If you use Vercel for tests and previews then you have to authorize everyone who commits to your git repo on Vercel separately. I assume this is also because of how Vercel pricing works on a per-user basis, but I haven't looked into it too much. This is the error you get if you open a PR containing commits from a non-approved user.

Bob is attempting to deploy a commit to the Acme Team on Vercel. To accomplish this, Bob needs to request access to the Team. Afterwards, an owner of the Team is required to accept their membership request. If you're already a member of the respective Vercel Team, make sure that your Personal Vercel Account is connected to your GitHub account.

In some cases (for example, if you want to accept contributions from Ritza to your documentation, blog, or other developer-focused materials), you might want to add commits without approving the committer. Especially if there are many committers, and they don't all want to sign up for Vercel and/or you don't want to pay for that many new Vercel users.

One workaround for this problem is to rewrite the commit history of the branch and pretend that an authorized committer actually made all the commits. In this case, you might want to keep a history of the actual committers as git comments.

You can do this with the following script. Change main to whatever branch you usually open PRs to.

#!/bin/sh

# Switch to your branch

# Get the logging details from all commits that are in the current branch but not in main
log=$(git log `git merge-base HEAD main`..HEAD)
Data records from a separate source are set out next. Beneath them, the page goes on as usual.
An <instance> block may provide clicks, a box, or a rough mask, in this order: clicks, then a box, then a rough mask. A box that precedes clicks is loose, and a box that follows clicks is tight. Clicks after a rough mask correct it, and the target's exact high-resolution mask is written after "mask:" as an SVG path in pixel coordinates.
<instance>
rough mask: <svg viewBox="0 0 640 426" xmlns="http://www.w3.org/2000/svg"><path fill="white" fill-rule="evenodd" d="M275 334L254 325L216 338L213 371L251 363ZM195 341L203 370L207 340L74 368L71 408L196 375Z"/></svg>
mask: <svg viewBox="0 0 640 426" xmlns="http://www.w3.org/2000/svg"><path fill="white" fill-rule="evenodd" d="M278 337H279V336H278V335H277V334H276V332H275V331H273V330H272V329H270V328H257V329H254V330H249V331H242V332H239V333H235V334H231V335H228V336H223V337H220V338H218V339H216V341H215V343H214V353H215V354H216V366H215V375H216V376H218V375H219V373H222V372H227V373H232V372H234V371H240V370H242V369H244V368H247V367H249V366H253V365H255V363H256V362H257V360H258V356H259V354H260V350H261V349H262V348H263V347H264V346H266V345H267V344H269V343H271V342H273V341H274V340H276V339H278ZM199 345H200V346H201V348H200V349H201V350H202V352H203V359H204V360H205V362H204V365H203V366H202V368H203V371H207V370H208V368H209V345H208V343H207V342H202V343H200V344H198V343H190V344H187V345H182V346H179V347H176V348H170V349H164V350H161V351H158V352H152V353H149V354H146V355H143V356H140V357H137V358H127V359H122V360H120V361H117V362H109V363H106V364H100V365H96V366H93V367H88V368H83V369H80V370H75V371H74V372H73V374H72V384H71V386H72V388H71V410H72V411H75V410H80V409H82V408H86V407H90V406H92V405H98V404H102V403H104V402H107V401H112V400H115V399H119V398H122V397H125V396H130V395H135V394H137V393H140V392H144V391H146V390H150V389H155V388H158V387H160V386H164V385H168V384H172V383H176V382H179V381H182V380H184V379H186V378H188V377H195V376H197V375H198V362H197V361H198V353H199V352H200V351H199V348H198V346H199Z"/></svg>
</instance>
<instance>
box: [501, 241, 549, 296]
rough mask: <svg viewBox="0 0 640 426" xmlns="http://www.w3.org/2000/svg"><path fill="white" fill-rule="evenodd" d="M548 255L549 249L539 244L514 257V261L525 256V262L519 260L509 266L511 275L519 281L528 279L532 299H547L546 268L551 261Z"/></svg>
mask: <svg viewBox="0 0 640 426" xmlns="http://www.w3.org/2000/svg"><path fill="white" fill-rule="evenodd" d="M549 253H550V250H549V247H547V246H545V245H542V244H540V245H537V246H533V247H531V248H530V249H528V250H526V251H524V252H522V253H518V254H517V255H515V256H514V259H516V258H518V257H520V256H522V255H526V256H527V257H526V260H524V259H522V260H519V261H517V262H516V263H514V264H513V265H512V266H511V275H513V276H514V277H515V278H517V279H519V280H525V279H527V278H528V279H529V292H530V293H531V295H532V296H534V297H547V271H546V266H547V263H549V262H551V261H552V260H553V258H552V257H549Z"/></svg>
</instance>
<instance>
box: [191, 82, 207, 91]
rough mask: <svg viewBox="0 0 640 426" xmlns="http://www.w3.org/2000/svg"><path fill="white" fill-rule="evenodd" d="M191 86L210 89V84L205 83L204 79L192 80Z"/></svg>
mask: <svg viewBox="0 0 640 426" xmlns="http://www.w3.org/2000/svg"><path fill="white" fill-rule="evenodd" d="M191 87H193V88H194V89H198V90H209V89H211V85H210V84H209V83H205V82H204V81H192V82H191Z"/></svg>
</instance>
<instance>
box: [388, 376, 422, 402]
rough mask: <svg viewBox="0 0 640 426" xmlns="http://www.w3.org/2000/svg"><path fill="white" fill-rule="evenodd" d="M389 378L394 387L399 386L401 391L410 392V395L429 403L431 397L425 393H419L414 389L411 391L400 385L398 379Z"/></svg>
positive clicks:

# Reset your branch to the state of main
git reset $(git merge-base HEAD main)

# Commit all changes as a new commit with the current user
git add .
git commit -m "Squashed Commit

$log"

This will create a single commit from all the commits that are in the active branch but not in main. It will recreate all the changes as one commit, authored as your (an authorized Vercel user) git user.

I keep this script one level higher than the repo I need it to work on as rewrite.sh.

Also run

chmod +x rewrite.sh

to give it execute permissions.

If you have a file structure like this

/Users/g/git/my-repo-that-uses-vercel
/Users/g/rewrite.sh

Then from a terminal window in

/Users/g/git/my-repo-that-uses-vercel

You can run

git fetch origin
git checkout branch-with-third-party-commits
../rewrite.sh

This will rewrite all the commits as a single 'squashed commit' with your user, but preserve the history of the original commits (dates and real author) as part of the git commit message.

demo

Of course there are downsides to this approach in that you a) rewrite git history (a big no-no in many people's eyes) and b) you can't actually interact with those commits as they aren't real commits any more - just a log of what it should have looked like.

But if your main goal is to accept third-party contributions and get past Vercel's bot, then this is an effective workaround.